In the case of pinch hitters and runners, be sure to write the number of the last-used box from the other team's scorecard in the replaced player's "Def OUT" box.
There are two columns down the left side of each at-bat box. The left-hand column is for balls and the right-hand one for strikes, fouls, and balls in play. In the strikes column, use a solid dot for a swinging strike, an open dot for a called strike, a dash for a foul, and an X for a ball put in play. In the balls column use open dots for intentional balls and solid dots for all others. If there is baserunner activity during an at-bat you can indicate when it occurred with a line across the pitch columns (if it occurred between pitches, like a pickoff) or by circling the pitch (if it occurred "on" a pitch, as on a wild pitch or stolen base).
There are at least three ways to record hit data. Project Scoresheet defines an extensive system of codes for describing the location of a hit which can be entered in the catalyst area.
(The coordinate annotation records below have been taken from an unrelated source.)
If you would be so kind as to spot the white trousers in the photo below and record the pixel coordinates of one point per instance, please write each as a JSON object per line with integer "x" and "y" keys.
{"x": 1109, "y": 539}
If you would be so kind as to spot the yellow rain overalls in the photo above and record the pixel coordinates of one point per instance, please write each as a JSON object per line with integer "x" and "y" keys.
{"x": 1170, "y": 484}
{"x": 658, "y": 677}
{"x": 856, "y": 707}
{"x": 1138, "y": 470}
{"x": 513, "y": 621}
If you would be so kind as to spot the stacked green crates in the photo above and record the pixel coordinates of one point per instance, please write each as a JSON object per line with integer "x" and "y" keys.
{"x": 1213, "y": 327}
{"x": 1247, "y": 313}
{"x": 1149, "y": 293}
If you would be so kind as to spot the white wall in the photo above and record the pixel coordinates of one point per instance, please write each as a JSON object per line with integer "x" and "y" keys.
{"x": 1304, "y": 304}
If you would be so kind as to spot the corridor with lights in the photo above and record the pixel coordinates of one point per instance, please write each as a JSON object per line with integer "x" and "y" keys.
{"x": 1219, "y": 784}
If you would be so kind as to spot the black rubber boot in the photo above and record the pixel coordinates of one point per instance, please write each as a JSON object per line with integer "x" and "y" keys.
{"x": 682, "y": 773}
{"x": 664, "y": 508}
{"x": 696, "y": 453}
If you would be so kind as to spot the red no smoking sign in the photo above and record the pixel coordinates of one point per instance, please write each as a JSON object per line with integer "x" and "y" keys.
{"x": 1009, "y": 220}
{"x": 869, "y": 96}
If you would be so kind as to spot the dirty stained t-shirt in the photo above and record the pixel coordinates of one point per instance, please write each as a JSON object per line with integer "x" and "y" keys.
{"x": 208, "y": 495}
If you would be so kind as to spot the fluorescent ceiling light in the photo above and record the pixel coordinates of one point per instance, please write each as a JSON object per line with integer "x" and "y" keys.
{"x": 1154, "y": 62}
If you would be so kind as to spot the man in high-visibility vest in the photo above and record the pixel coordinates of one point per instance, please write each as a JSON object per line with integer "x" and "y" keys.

Feel free to use them if you know them and have room in your catalyst area (but remember that other people may not understand the codes). Another way to record hit data is to trace the flight of the ball on the diamond (use a dotted line for a ground ball). Approximate the curvature and the spot where the ball landed or was caught. A third way is to draw a line up the left-hand edge of the box representing the velocity of the batted ball. This won't tell you the location (though it can if combined with ball-in-flight sketch or Project Scoresheet codes) but it can be done quickly and will tell you basically how well the player is hitting the ball (or how hard the pitcher is being hit).
|runner on 1B||1|
|runner on 2B||2|
|runner on 3B||3|
|hit by pitch||HP|
|foul ball error||FLE|
|ground ball double play||/GDP|
|fly ball double play||/FDP|
|line drive double play||/LDP|
|other double play||/DP|
|sacrifice hit (bunt)||/SH|
|Ground out to second baseman.||43|
|Unassisted ground out to first baseman.||3/G|
|Fly out to center.||8|
|Foul out to catcher.||2/FL|
|Catcher makes foul ball error.||FLE2|
|Strikeout, catcher drops third strike and throws to 1B.||K23|
|Strikeout on wild pitch, batter reaches 1B.||K+WP|
|With two strikes, foul bunt or caught foul tip.||K|
mark pitch as swinging strike
|Error on shortstop fielding grounder.||E6/G|
|Ground ball, second baseman overthrows 1B, batter advances to 2B.||E4/TH/G.B-2|
|Error on first baseman receiving throw from third.||5E3|
|Double play on grounder to second baseman.||46(1)3/GDP|
|Double play on fly ball to rightfielder (runner on second tagged and was thrown out).||9/FDP.2X3(95)|
|Runner on 1B thrown out by rightfielder trying to score on a double.||D.1XH(92)|
|Runner on 2B, batter singles to right, scoring runner, then gets put out in a rundown trying to stretch it to a double.||S.BX2(92646)|
circle the runner on 2B
|Runner on 3B, batter singles to right, scoring runner, and goes to second on fielding error by rightfielder.||S(3-H).B-2(E9)|
|Runners on 1B and 3B, batter bunts, catcher’s throw to 2B pulls SS off the bag; SS throws the ball into the 1B dugout trying to get the batter, allowing runner on 3B to score (the batter "reaches on" a fielder’s choice and is "credited with" a sacrifice bunt for advancing the runner; the "2" in "FC2" refers to the catcher).||FC2/SH.3-H(E6/TH1)|
underline runner on 3B
|Bases loaded, no outs, batter grounds into a double play (runners forced at 3B and 2B, runner from 3B scores, batter reaches 1B. "NR" reminds us that no RBI is credited to the batter, and "/FO" tells us he reached 1B safely.||5(2)4(1)/FO/GDP.3-H(NR)|
|Unassisted triple play by third baseman on line drive.||5/L.5(3)5(2)/TP|
I finally...tried your scoring system. I can say without a doubt that I will never go back. Bases loaded situations are much, much easier now, and I can record so much information in such a short time period thanks to the nice short-hand that's part of the scoring system.